On a beau tourner la question dans tous les sens, quitte à tirer le diable par la queue, c’est l’unique définition qui vaille. Face à cela, il y a l’acuité de celui qui observe avec attention et distanciation la société. Oui, le sociologue essaye de faire savoir ce que l’univers du savoir ne veut pas savoir, notamment sur lui-même. Autrement dit, la dissimulation du vide sous un trop-plein de fatras. Dans cette équation à zéro inconnue, tout ce que l’homme ignore n’existe pas pour lui. Donc l’univers de chacun se résume à la taille de ses connaissances. Un monde si étriqué qu’il a besoin de justification et d’excuses pour se donner l’illusion d’exister. Mais, ceux qui cherchent des excuses n’entrent jamais dans l’histoire. Tout comme ceux qui hésitent, qui se victimisent, qui cherchent des boucs émissaires ou des persécuteurs désignés. Ceux-ci vont dans ce monde à la parallèle de l’histoire sans jamais la rencontrer, ni en faire partie. Le monde se fait et avance sans eux. Rumi disait quelque part à une de ses connaissances : arrête de te comporter en petit, tu es l’univers dans sa forme extatique. Que dire aujourd’hui autour de soi, là où la petitesse prospère, là où la crapule pullule ! On peut dire comme l’auteur du «Pavillon des cancéreux» : Je n’ai pas la force, tout petit individu que je suis, de m’opposer à l’énorme machine totalitaire du mensonge, mais je peux au moins faire en sorte de ne pas être un point de passage du mensonge. On peut aussi dire que le pire péché qu’un être humain puisse commettre, c’est de se trahir lui-même et de détruire ce qu’il est supposé devenir. C’est si facile, c’est tellement plus facile de mourir de ses contradictions que de les vivre. Tout comme le drame de cette existence et de ce monde est ne rien avoir accompli de valable ni de valeureux dans sa vie et mourir épuisé ! Fatigué de quoi ? De banalités, de trivialités, de haine et de rancune. Fatigué de ne pas avoir vécu.
On peut aussi dire comme Flaubert et Stendhal : Je tremble toujours de n’avoir écrit qu’un soupir, quand je crois avoir noté une vérité. Pour s’en rendre compte, il faut garder à l’esprit qu’aujourd’hui, personne ne veut la vérité, le mensonge est plus confortable.

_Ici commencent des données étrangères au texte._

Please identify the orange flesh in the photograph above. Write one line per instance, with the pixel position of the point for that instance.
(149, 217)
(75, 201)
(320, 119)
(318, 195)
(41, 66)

Alors que la seule ligne de conduite honorable pour nos sociétés aujourd’hui est de former les esprits sans les conformer, les enrichir sans les endoctriner, les armer sans les enrôler, leur donner le meilleur de soi sans attendre ce salaire qu’est la ressemblance. Si on s’y résout, on peut alors vérifier ceci : Il n’y a pas de chemin qui mène vers le bonheur. Le bonheur est le chemin. Et ce chemin porte le nom de la justice et de la liberté.